CPD (Calling Profile Database) is the core of the entire IDs, which records the normal communication behavior characteristics of legitimate users in the system. MSC is responsible for the real-time transmission of the user's communication behavior to the CPD and its centralized processing. A warning message is issued when CPD thinks there is an unlawful invasion. CPD also access the PSTN. Users can contact the CPD center directly by telephone to confirm that their mobile phone is stolen, and users can modify their communication behavior descriptions in CPD at any time.

In practical applications, wireless location services may also be involved, the service also needs to authenticate to the Certification center authorization, before the start of positioning operations, after receiving MS request positioning information, by the base station or base station Mobile station joint measurement of data sent to the core network for positioning calculation, and then return the results to Ms.

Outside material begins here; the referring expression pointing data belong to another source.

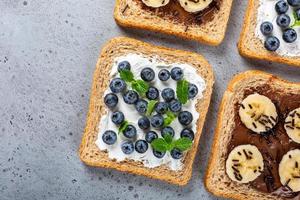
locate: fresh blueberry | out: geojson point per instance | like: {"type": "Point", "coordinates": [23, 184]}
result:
{"type": "Point", "coordinates": [283, 20]}
{"type": "Point", "coordinates": [130, 131]}
{"type": "Point", "coordinates": [127, 147]}
{"type": "Point", "coordinates": [157, 121]}
{"type": "Point", "coordinates": [141, 106]}
{"type": "Point", "coordinates": [111, 100]}
{"type": "Point", "coordinates": [266, 28]}
{"type": "Point", "coordinates": [150, 136]}
{"type": "Point", "coordinates": [117, 85]}
{"type": "Point", "coordinates": [131, 97]}
{"type": "Point", "coordinates": [176, 153]}
{"type": "Point", "coordinates": [117, 118]}
{"type": "Point", "coordinates": [109, 137]}
{"type": "Point", "coordinates": [141, 146]}
{"type": "Point", "coordinates": [189, 133]}
{"type": "Point", "coordinates": [147, 74]}
{"type": "Point", "coordinates": [144, 123]}
{"type": "Point", "coordinates": [289, 35]}
{"type": "Point", "coordinates": [272, 43]}
{"type": "Point", "coordinates": [281, 7]}
{"type": "Point", "coordinates": [152, 93]}
{"type": "Point", "coordinates": [176, 73]}
{"type": "Point", "coordinates": [175, 105]}
{"type": "Point", "coordinates": [164, 75]}
{"type": "Point", "coordinates": [168, 94]}
{"type": "Point", "coordinates": [167, 130]}
{"type": "Point", "coordinates": [124, 65]}
{"type": "Point", "coordinates": [185, 118]}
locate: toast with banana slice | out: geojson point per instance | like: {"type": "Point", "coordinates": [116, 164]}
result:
{"type": "Point", "coordinates": [201, 20]}
{"type": "Point", "coordinates": [256, 148]}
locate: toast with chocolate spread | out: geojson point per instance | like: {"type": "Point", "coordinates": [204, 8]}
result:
{"type": "Point", "coordinates": [204, 21]}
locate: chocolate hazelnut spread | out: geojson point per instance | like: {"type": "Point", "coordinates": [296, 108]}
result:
{"type": "Point", "coordinates": [174, 11]}
{"type": "Point", "coordinates": [272, 144]}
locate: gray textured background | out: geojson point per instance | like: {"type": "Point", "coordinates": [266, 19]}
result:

The data encryption process between MS and BS is similar to the preceding.

5 concluding remarks

The above is only from mutual authentication and key negotiation process, signaling integrity protection and encryption, intrusion detection and other aspects of the mobile platform to discuss the main call process security issues. It should be recognized that security in mobile communications also requires more technology to protect.

Contact Us

The content source of this page is from Internet, which doesn't represent Alibaba Cloud's opinion; products and services mentioned on that page don't have any relationship with Alibaba Cloud. If the content of the page makes you feel confusing, please write us an email, we will handle the problem within 5 days after receiving your email.

If you find any instances of plagiarism from the community, please send an email to: info-contact@alibabacloud.com and provide relevant evidence. A staff member will contact you within 5 working days.

A Free Trial That Lets You Build Big!

Start building with 50+ products and up to 12 months usage for Elastic Compute Service

  • Sales Support

    1 on 1 presale consultation

  • After-Sales Support

    24/7 Technical Support 6 Free Tickets per Quarter Faster Response

  • Alibaba Cloud offers highly flexible support services tailored to meet your exact needs.